I've got to do something to take my mind off not being able to get in the shop.


John


----------



## mklotz (Dec 25, 2011)

640K ought to be enough for anybody.
  - Bill Gates (1955-), in 1981


----------



## ShedBoy (Dec 25, 2011)

Well I got to go to work at 5am, got dragged from my office to do a job that no one else had the qualifications to do, run and airleg and rockdrill for 6 hours. Lucky me. After my 12hour shift I got 2 hours off before I had to go into night shift for 5hours to take some photos of the underground workers at the underground Christmas tree, then complete a truck assessment so the chap could drive on his own. I do get to go home tonight. YAY!
Happy Holidays

Brock


----------



## Brian Rupnow (Dec 25, 2011)

My good wife bought me a Kobo e-reader, one of the "electronic books" similar to a Kindle. I have already downloaded Diana Gabaldons latest book "The Scottish Prisoner" and am well into another great adventure with Jamie Fraser.----Brian


----------



## tel (Dec 25, 2011)

Ol' S.Claus seems to have developed a clock fetish this year - I ended up with three wall hangers! ;D


----------



## Majorstrain (Dec 25, 2011)

I got two 1Kg fire extinguishers. 
Does Santa know something I don't ???

Cheers,
Phil


----------



## Mosey (Dec 25, 2011)

A set of ER 25 Collets and tool holder!


----------



## dreeves (Dec 25, 2011)

Santa got me a Black & Decker 20 volt cordless drill to debur holes. :big:

Dave


----------



## 1hand (Dec 25, 2011)

A blast cabinet!
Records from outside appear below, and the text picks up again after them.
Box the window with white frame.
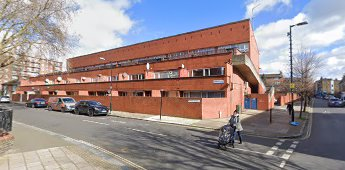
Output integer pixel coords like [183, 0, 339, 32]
[130, 74, 145, 80]
[192, 67, 224, 77]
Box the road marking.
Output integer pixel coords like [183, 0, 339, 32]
[266, 151, 274, 155]
[286, 149, 293, 153]
[112, 120, 126, 124]
[271, 146, 278, 150]
[281, 153, 291, 160]
[276, 142, 283, 146]
[279, 161, 286, 168]
[231, 148, 277, 157]
[83, 120, 109, 126]
[13, 121, 146, 170]
[127, 128, 167, 136]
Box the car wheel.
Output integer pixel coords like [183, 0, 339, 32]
[88, 109, 94, 117]
[74, 109, 79, 115]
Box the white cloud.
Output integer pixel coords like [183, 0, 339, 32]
[245, 0, 290, 18]
[255, 0, 345, 78]
[67, 0, 138, 57]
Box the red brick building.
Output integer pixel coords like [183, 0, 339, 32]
[14, 20, 270, 119]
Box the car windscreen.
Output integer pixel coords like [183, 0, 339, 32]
[62, 98, 75, 103]
[88, 101, 102, 106]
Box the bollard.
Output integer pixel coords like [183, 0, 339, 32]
[270, 109, 272, 123]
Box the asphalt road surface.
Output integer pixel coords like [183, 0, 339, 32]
[2, 101, 345, 169]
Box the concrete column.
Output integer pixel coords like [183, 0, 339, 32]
[151, 90, 161, 97]
[179, 68, 188, 77]
[79, 91, 89, 96]
[57, 90, 66, 96]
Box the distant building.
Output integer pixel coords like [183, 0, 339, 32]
[0, 57, 62, 96]
[260, 72, 289, 93]
[314, 77, 340, 95]
[339, 74, 345, 93]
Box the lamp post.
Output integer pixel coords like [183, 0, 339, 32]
[287, 21, 308, 122]
[99, 57, 113, 112]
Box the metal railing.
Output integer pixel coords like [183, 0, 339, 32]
[0, 106, 13, 136]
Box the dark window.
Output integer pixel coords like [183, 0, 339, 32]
[89, 91, 96, 96]
[145, 91, 152, 97]
[119, 91, 127, 96]
[193, 69, 204, 77]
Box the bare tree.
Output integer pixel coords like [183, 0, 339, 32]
[293, 50, 322, 118]
[0, 0, 78, 68]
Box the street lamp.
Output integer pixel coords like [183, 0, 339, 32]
[99, 57, 113, 112]
[287, 21, 308, 123]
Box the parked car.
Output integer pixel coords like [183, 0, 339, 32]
[0, 96, 10, 103]
[48, 97, 76, 112]
[328, 98, 343, 107]
[74, 100, 109, 116]
[26, 98, 48, 108]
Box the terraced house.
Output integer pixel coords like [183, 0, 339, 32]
[17, 20, 272, 119]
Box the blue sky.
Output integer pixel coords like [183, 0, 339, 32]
[68, 0, 345, 79]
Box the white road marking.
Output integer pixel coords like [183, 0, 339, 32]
[231, 148, 277, 157]
[83, 120, 109, 126]
[127, 128, 167, 136]
[13, 121, 146, 170]
[276, 142, 283, 146]
[266, 151, 274, 155]
[112, 120, 126, 124]
[281, 153, 291, 160]
[271, 146, 278, 150]
[286, 149, 293, 153]
[279, 161, 286, 168]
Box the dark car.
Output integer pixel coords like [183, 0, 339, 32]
[74, 100, 109, 116]
[328, 98, 343, 107]
[26, 98, 48, 108]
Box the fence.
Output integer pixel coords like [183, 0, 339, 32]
[0, 107, 13, 136]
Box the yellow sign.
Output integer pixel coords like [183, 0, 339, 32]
[290, 83, 295, 89]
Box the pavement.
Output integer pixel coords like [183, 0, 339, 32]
[110, 102, 311, 138]
[0, 122, 141, 170]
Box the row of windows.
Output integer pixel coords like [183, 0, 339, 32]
[59, 90, 225, 98]
[72, 43, 249, 72]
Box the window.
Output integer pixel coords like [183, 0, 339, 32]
[154, 70, 179, 79]
[192, 67, 224, 77]
[192, 69, 204, 77]
[119, 91, 127, 96]
[145, 91, 152, 97]
[89, 91, 96, 96]
[130, 74, 145, 80]
[133, 91, 144, 96]
[180, 91, 225, 98]
[97, 91, 107, 96]
[210, 67, 224, 76]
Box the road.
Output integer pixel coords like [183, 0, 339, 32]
[286, 99, 345, 170]
[1, 101, 345, 169]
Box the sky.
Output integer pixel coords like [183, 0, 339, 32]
[67, 0, 345, 79]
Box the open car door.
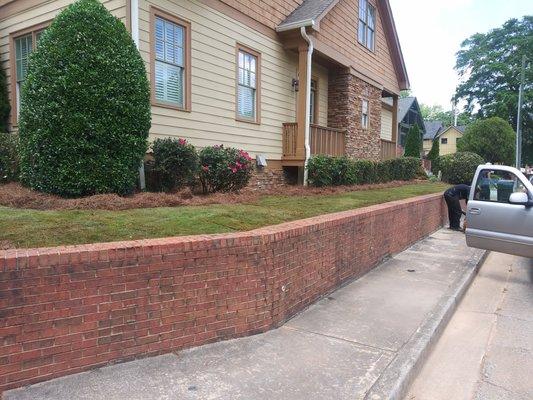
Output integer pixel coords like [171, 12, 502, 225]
[466, 165, 533, 258]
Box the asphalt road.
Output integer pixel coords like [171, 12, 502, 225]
[405, 253, 533, 400]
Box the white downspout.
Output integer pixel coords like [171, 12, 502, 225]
[300, 26, 314, 186]
[130, 0, 146, 190]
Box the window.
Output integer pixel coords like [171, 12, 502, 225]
[361, 100, 368, 129]
[151, 9, 190, 110]
[357, 0, 376, 51]
[309, 79, 318, 124]
[474, 170, 527, 203]
[12, 22, 48, 123]
[237, 46, 260, 122]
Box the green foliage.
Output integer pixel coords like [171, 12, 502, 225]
[427, 138, 440, 161]
[433, 152, 483, 185]
[19, 0, 151, 196]
[404, 124, 422, 158]
[200, 145, 253, 193]
[152, 138, 198, 191]
[455, 15, 533, 164]
[457, 117, 516, 165]
[307, 155, 420, 187]
[0, 132, 19, 182]
[0, 68, 11, 132]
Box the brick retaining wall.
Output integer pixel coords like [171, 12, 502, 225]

Now I need to find that little elf to put it together! ;D

Matt


----------



## Dr Jo (Dec 26, 2011)

A couple of hours with my 7 year old nephew in the workshop. 
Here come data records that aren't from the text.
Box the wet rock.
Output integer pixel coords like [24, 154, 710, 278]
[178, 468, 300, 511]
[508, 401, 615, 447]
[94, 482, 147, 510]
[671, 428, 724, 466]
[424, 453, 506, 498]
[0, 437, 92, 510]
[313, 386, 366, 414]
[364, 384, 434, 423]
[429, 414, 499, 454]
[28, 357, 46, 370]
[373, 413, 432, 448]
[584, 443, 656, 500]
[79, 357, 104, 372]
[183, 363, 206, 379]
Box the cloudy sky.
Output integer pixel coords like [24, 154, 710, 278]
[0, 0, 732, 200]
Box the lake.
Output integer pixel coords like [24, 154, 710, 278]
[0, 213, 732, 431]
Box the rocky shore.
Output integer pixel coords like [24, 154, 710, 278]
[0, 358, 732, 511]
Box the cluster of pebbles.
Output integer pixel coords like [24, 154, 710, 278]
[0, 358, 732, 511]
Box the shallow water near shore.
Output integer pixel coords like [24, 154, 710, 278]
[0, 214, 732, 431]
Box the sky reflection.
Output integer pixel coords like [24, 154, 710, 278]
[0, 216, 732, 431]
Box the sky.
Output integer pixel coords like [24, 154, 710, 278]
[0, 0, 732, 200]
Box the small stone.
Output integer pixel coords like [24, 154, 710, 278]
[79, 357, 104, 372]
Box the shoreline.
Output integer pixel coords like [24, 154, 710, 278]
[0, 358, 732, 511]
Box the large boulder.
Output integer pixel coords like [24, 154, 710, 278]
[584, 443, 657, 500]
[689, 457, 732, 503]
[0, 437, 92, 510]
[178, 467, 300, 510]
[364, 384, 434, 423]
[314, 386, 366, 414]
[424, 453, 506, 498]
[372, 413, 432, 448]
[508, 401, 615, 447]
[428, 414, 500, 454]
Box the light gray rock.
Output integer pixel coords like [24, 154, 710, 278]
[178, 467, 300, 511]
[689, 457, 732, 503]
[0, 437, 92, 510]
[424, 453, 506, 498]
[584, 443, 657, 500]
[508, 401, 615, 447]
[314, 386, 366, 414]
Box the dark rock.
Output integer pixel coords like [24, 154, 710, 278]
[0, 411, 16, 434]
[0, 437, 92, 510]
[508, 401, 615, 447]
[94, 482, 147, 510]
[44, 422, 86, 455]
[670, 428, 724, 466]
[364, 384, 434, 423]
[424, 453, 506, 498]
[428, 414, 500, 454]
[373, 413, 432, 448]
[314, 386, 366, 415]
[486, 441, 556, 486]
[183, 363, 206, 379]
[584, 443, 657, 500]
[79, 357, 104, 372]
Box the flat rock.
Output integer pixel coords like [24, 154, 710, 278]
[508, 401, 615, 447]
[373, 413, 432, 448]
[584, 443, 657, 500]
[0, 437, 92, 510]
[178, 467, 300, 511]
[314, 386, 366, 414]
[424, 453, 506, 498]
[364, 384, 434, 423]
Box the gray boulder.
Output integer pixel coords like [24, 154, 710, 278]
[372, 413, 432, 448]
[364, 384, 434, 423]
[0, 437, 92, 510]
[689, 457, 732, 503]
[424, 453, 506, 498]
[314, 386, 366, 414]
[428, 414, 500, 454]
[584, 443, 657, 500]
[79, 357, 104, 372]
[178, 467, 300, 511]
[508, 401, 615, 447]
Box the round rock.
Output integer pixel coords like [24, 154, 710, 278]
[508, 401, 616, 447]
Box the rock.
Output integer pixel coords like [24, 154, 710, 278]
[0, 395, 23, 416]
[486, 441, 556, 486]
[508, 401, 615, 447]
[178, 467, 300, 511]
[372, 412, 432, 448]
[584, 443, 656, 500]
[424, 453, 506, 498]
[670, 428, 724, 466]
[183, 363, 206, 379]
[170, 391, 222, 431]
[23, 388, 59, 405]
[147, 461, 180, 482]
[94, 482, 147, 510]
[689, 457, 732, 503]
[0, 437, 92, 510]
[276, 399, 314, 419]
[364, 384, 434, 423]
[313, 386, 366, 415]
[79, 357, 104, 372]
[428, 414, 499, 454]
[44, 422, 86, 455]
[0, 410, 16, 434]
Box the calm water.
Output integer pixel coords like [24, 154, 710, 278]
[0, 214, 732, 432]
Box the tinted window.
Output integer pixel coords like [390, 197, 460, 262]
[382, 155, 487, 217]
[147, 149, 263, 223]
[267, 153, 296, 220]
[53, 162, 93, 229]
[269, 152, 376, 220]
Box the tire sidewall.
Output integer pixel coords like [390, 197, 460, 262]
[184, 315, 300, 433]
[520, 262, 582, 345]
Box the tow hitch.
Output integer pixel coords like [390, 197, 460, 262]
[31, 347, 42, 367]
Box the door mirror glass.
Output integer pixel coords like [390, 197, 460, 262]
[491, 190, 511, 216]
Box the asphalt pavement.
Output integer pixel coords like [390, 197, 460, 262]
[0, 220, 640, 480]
I know he enjoyed himself as he successfully got grubby, much to the frustration of his grandmother and then bored all the family for the rest of the day with his adventures.
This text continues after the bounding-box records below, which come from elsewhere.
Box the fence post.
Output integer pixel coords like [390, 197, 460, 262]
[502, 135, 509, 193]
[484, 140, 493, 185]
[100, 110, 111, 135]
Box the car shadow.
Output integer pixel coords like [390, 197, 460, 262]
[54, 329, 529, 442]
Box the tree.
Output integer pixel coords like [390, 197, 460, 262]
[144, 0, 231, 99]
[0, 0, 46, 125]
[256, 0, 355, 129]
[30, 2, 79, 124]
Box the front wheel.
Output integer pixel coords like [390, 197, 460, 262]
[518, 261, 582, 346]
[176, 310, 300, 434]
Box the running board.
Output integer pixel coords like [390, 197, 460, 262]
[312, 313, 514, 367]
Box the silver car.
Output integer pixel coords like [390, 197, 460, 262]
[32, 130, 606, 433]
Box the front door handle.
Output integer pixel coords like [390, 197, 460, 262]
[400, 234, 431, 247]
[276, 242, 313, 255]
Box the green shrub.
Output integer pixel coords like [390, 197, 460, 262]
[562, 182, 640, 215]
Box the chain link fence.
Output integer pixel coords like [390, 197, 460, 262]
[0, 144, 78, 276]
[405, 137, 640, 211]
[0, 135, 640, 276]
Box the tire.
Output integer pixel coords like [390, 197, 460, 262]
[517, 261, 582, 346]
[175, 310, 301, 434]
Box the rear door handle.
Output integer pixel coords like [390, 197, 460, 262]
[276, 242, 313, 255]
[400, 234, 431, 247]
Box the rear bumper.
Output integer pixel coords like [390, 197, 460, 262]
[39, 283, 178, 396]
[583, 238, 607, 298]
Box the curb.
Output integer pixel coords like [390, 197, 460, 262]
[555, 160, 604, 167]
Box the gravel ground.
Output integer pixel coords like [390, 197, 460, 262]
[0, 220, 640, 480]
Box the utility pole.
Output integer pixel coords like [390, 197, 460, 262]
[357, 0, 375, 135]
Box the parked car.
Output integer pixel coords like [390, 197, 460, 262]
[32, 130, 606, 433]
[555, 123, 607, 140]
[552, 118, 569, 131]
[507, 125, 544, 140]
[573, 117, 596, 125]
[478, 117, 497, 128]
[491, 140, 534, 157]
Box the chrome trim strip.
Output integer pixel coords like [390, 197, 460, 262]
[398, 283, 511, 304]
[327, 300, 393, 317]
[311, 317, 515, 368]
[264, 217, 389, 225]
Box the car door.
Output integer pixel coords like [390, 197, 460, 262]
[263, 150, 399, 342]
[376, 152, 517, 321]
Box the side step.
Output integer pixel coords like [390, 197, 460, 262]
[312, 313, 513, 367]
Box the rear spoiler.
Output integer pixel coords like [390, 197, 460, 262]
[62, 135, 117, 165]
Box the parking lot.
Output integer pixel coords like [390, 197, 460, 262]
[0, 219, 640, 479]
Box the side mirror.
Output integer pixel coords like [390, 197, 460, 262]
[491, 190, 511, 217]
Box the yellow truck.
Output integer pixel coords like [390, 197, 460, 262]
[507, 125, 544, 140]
As they say....priceless ;D.

Jo


----------



## AussieJimG (Dec 26, 2011)

A set of cobalt spot drills as recommended by Bogs. Now, maybe, I will be able to put holes where I want them. Maybe.

Jim


----------



## ShedBoy (Dec 26, 2011)

Well I am now home from work so I could check under the tree, It didn't fit under so it was nestled behind. I got a much needed stool to go in my shed when I put it up. 

Brock


----------



## Path (Dec 26, 2011)

*I'm still working off the birthday CNC April this year ... think it will a few holidays and birthdays 
before anything comes along. 
*

Pat H.


----------



## rake60 (Dec 26, 2011)

I got socks and underwear.

The grand kids got _*EVERYTHING*_ they asked for! 

Rick


----------



## crab (Dec 26, 2011)

One of mine was a very rare Atwood steamcraft paddle boat that runs!It's ugly as hell but I love it ;D.
Crab


----------



## Groomengineering (Dec 26, 2011)

A cheap and cheerful 6" rotary table so my Dad can have his back...  :hDe:

Cheers

Jeff


----------



## steamer (Dec 26, 2011)

Turret tailstock for a 9" Southbend ..... ;D
with tooling!


Dave


----------



## cheepo45 (Dec 26, 2011)

A Kindle Fire E-book reader that I am busily filling up with vintage machine shop books!


----------



## peteski (Dec 26, 2011)

Wife got me a PM Research Model 2A Steam Engine Casting kit, new wire strippers and antenna book (Ham Radio Operator) KC9ERJ Best part of Christmas was the family was all togeather. Best wishes for the New Year.


----------



## IronHorse (Dec 26, 2011)

My wife got me a Skagen watch from Denmark and a 24" LCD monitor for my computer.


Cheers
IronHorse


----------



## Admiral_dk (Dec 27, 2011)

> Skagen watch from Denmark



I'm from Denmark and have never heard of a Skagen watch, so I googled the term above and got an American company run by two ex. Danes from Copenhagen .. :

I hope this doesn't spoil your enjoyment of your watch, but it's not made in Denmark.

I got a nice 4" vice with 3 different sets of soft jaws.


----------



## Mosey (Dec 29, 2011)

Mosey  said:
			
		

> A set of ER 25 Collets and tool holder!


The ER 25 collets arrived today, and immediately went to work. They are excellent, and I'm happy to have them. Very good value. They came from a place called "Alles Gute", in Washington State. Obviously Chinese.


----------



## John Rudd (Dec 29, 2011)

Sad to say it but I was gifted a pair of socks with Mr Grumpy embroiderd on them.... :-\

But I also got a V twin steam engine kit for my boat..... :big:


----------



## pcw (Dec 30, 2011)

my son had his first own RC plane. my daughter a blackberry. my wife i made a titanium ring and earrings.
myself, well i do have nice new socks now and a wife that feels guilty 
Pascal


----------



## peatoluser (Dec 30, 2011)

Ah, but that guilt has to be worth a lot of shed time :big:


----------



## steamer (Dec 30, 2011)

That's exactly what I was thinking!

Dave


----------



## pcw (Dec 30, 2011)

hehe always good to have the partner feeling bit of guilt


----------



## pcw (Jan 1, 2012)

ow, had i bit of late present just today. my mom works in a costume rental shop and she told me one of her customers knew a lathe for sale cheap cause his father died and they had absolutly no use for it. so now i got one of those beauties, old, but in as good as new condition. pic used is same model as one i bought. weiler primus for the amazingly price of: 100 euro.







me is happy man again.
Pascal


----------



## purpleknif (Jan 1, 2012)

I got a 4 figure bonus so I got lotsa stuff. Mostly for the shop. Did spend some on the wife and family though.


----------